Глава 34. Ещё немного из области пустынной ботаники


                – Караул! Караул! – закричал Пятачок. – Слонопотам, ужасный Слонопотам!!!
                – И он помчался прочь, так что только пятки засверкали, продолжая вопить:
                – Караул! Слонасный ужопотам! Караул! Потасный Слоноужам! Слоноул!
                Слоноул! Карасный Потослонам!..
                Он вопил и сверкал пятками, пока не добежал до дома Кристофера Робина.
                – В чём дело, Пятачок? – сказал Кристофер Робин, натягивая штанишки.
                – Ккк-карапот, – сказал  Пятачок, который так запыхался, что едва мог
                выговорить слово. – Ужо... пото... Слонопотам!
                Алан Александр Милн, «Винни-Пух и все-все-все»


    Бобрисэй, несмотря на уговоры Ничкисы, всё-таки вышел его проводить. И вот, когда Кабасса уже прошёл несколько метров по неширокому карнизу ведущей на Уступ тропинки, Бобриан вспомнил:
    – Каба-асса-а! – крикнул он, нависнув над краем Уступа и почти летя к Докловаку. – Я самое главное-то тебе ещё не сказа-ал!..
    – Да я зна-аю! – крикнул тот в ответ и, постояв минутку там, где застал его клич Бобриана, двинулся дальше.
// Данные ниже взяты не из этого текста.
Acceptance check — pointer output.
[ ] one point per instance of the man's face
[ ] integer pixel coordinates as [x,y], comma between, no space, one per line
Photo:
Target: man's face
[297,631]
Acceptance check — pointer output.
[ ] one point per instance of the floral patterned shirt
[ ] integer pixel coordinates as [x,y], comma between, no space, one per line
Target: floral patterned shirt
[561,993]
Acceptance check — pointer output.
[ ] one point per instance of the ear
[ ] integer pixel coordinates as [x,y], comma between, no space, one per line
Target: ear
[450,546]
    А тот с улыбкой, ушедшей в бесконечность горного воздуха, весь был там, с ним, косматым, как туча, и, казалось бы, тяжеловесным Докловаком, но, словно виртуозный канатоходец ступающим по льдистой тропе. Вот он дошёл до её края, где она, поворачивая налево, входила в расщелину и упиралась в странно всегда тёплый и шершавый ствол раздвоенной сосны... Остановившись ещё на мгновение на краю, он махнул ему лохматой лапой и скрылся за белёсым виском скалы. Снег... везде опять парил снег. Наступающая ночь открывалась снегом.
    Но ещё вдали, за вершинами гор, звучали, как вздох – то мощным органом, то скромною флейтой, то темнеющим альтом, – ускользающие краски заката...
Бобриан вздохнул и отступил назад, уходя с края Уступа. Но вдруг... как будто кто-то толкнул его в плечо, и... он полетел в пропасть!
    Он не успел даже крикнуть. И летел теперь, растопырив всё: лапы, уши (шапка куда-то слетела), хвост, пальцы (варежки тоже)... В расширившиеся зрачки летел приближающийся снег. Рот был тоже забит снегом... Разве он кричал?.. Было очень высоко. Продолжая лететь и словно бы находясь в неподвижном состоянии, он ослабил напряжение, судорожно схватившее его всего, чуть повёл лапами... И остановился.
    Медленно и плавно, как падающий кленовый лист, пошёл вправо... потом влево и чуть вверх... Он парил в неизмеримом пространстве, испещрённом, как море морщинками зыби, падающим снегом, над бесконечной, недоступной ни взгляду, ни дыханию высотой.
    Что случилось?
    Если мне не показалось, он прошептал именно это.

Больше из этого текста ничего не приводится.